Effect of GABA_A receptor agonists on the response of regular spiking (RS) neuron model in pathological brain states, in the presence and absence of Na⁺-K⁺-2Cl^- (NKCC1) co-transporter blockers. (A) Response of the RS neuron model to GABA_A receptor agonists in an epileptic brain state. The values of extracellular potassium and intrcellular chloride are shown in the upper panel. Under these epileptic conditions, GABA_A receptor agonists can still help hyperpolarize the neuron, as would be expected from their common use as anti-epileptic drugs. (B) Same as in A, but for a post-traumatic brain injury (TBI) brain state. The GABA_A agonist is unable to rescue the neuron from depolarizaiton block. (C) Response of the RS neuron model to a combination of GABA_A receptor agonist and NKCC1 co-transporter blocker in a post-TBI brain state. Dotted line signifies the change in intracellular chloride caused by the effect of the NKCC1 co-transporter blocker. The combination of the two drugs is able to rescue the model neuron from depolariziation block.

FIG. 5.

GABA_A agonists, only in combination with Na⁺-K⁺-2Cl^- (NKCC1) co-transporter blockers, can rescue neurons from depolariziaton block across a range of pathological ion concentations. (A) Effect of GABA_A receptor agonists on the percent change in I_DB of the regular spiking (RS) neuron model when K_outside = 12.5 mM, reflecting mild traumatic brain injury (TBI).

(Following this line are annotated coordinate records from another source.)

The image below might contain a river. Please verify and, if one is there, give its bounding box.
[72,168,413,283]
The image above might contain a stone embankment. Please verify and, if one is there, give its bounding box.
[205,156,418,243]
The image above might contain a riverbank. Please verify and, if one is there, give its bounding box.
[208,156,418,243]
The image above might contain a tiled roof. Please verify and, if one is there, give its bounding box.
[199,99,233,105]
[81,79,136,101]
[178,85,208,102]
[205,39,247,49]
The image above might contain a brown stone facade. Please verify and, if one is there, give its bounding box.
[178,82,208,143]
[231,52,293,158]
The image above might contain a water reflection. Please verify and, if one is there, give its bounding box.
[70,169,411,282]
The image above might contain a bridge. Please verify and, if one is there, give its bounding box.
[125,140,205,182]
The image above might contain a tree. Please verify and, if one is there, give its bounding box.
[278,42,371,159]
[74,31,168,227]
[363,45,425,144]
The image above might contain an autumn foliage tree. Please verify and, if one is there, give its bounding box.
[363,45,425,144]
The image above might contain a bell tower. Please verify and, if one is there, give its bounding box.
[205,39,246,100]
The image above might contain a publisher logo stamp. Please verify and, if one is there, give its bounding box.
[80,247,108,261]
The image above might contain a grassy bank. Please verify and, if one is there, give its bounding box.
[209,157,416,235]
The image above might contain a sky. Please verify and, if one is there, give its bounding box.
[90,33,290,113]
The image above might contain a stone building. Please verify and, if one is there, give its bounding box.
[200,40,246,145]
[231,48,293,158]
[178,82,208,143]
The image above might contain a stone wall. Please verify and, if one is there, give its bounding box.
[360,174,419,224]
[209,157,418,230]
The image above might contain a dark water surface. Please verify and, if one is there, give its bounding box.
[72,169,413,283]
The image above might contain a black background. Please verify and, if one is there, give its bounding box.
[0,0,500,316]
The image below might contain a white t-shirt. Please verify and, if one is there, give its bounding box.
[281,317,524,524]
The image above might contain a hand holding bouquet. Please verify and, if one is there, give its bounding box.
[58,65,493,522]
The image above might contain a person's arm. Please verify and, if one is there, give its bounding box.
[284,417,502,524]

Note that values >0 reflect a therapeutic effect, whereas values <0 reflect a pathological worsening. Under these potassium conditions, GABA_A receptor agonists can reduce the propensity to depolarization block when intracellular chloride concentrations are close to the normal physiological range, but exert little or negative effect when chloride concentrations inside the cell exceed the physiological range. (B) Same as in A, but for the combination of a GABA_A receptor agonist and NKCC1 co-transporter blocker. By blocking NKCC1 co-transporter and hence reducing intracellular chloride concentration, this combination of drugs can rescue the model neuron from depolariziation block across a wide range of intracellular chloride concentrations. This suggests that this combination of drugs can have a therapeutic benefit in post-TBI brain states. (C, D) Same as A, B, but for K_outside = 18.5 mM, reflecting more severe TBI.